Kubernetes may also prove useful in smaller cloud systems operated by private companies, in particular for deploying applications and bridging private and public clouds. “We are big believers, long term, in public clouds,” Mr. Ward said, “but there is still a couple trillion dollars in gear sitting around doing computing inside companies.”

That such computing infrastructure might be needed by a typical company says a lot about the scale of resources expected to be commonplace once things like big data analysis and managing billions of connected devices become commonplace in corporations.

That Google and others will donate such things free may say even more about the competitive environment. At almost the same time as the Kubernetes announcement, Amazon Web Services was having a large meeting in New York, marketing its version of cloud computing, which downplays the idea that companies should even have their own data centers. So far, that approach has worked well, but Google, Microsoft and IBM are all pushing variants on a hybrid model.

“Other companies say that everything is going to the public cloud — not in my lifetime,” said Paul Cormier, president of products and technology at Red Hat. “Red Hat and Google see things going in the same direction.”

In an email, an Amazon spokeswoman said that the web service had its own management system for workloads, which automates most functions efficiently. She declined to comment on the competitive environment or whether Amazon’s would follow its competitors into a hybrid business.

There is another way in which the announcement could rock the status quo. Kubernetes manages so-called “containers” inside the cloud, used for running different applications. The idea is to use the computing power in each of a cloud’s processing units, sometimes hundreds of thousands of computing nodes, as efficiently as possible. Google says it runs more than two billion containers a week for its services.

In this sense, containers are an improvement on virtualization, a means of increasing the efficiency of individual servers that remade the computer business a decade ago. Twitter and Airbnb already use an open source container software, called Mesos, to run applications.

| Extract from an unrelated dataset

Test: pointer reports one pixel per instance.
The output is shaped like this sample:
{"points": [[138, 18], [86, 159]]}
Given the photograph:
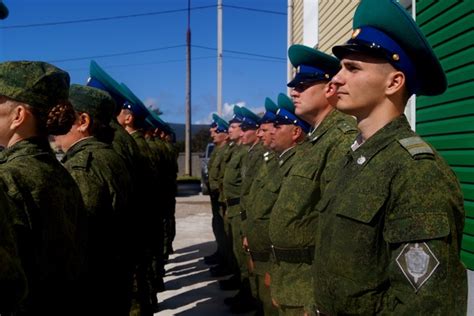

That suggests that, in the long run, well-managed containers could also prove a threat to virtualization, a money maker for both Microsoft and VMware, a multibillion-dollar subsidiary of the data storage giant EMC.

“Virtualization no longer makes sense,” said Florian Leibert, co-founder and chief executive of Mesosphere, a container management company that is also working on the Kubernetes project. “This is the way to run computing at a big scale.”

Jason Zander, corporate vice president of Microsoft’s cloud business, said his company expected to keep using virtualization, as well as the bigger types of  systems. “This won’t replace virtual machines,” he said. “There will be a spectrum of solutions.”

In an email, a VMware spokesman said the company thinks its customers are “thinking/wanting to figure out how to utilize containers within their existing VMware context.”